Medo e Delírio em Las Vegas
"Deixa eu explicar pra você de um jeito bem simples. A gente tá procurando o Sonho Americano. Falaram pra nós que ele tá aqui por perto... Bem, a gente tá aqui atrás dele, porque nos mandaram vir lá de São Franciso pra fazer isso. Pra encontrar o sonho. É por isso que nos deram esse Cadillac branco. Acham que assim talvez fique mais fácil de encontrar..."
Finalmente sai no Brasil Medo e Delírio em Las Vegas, a obra-prima de Hunter Thompson, em que ele e seu advogado samoano vão à cidade dos cassinos tentar entender, através de corridas de motos no deserto e convenções policiais sobre drogas, o que aconteceu com a América.

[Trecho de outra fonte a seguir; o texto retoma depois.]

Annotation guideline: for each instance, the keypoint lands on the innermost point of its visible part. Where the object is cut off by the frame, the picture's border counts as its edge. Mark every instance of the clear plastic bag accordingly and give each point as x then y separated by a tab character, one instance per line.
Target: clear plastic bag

Mas a impressão que temos é que antes de a viagem começar eles já conheciam a resposta. Sabiam que o país tinha perdido sua última chance. Em 71, ano em que o livro foi escrito, Jimi Hendrix e Janis Joplin já estavam mortos, deixando Nixon e o Vietnã em seu lugar. Com isso o que de fato acontece é que Thompson e seu companheiro nem ao menos tentam fazer alguma investigação, mas decidem aproveitar a viagem para fazer uma declaração. Eles enxergam exatamente a mesma coisa que Robert Crumb, mas ao invés de se tornarem críticos distantes e cínicos como ele, optam pela posição contrária, a assimilação e o confronto direto com o "inimigo".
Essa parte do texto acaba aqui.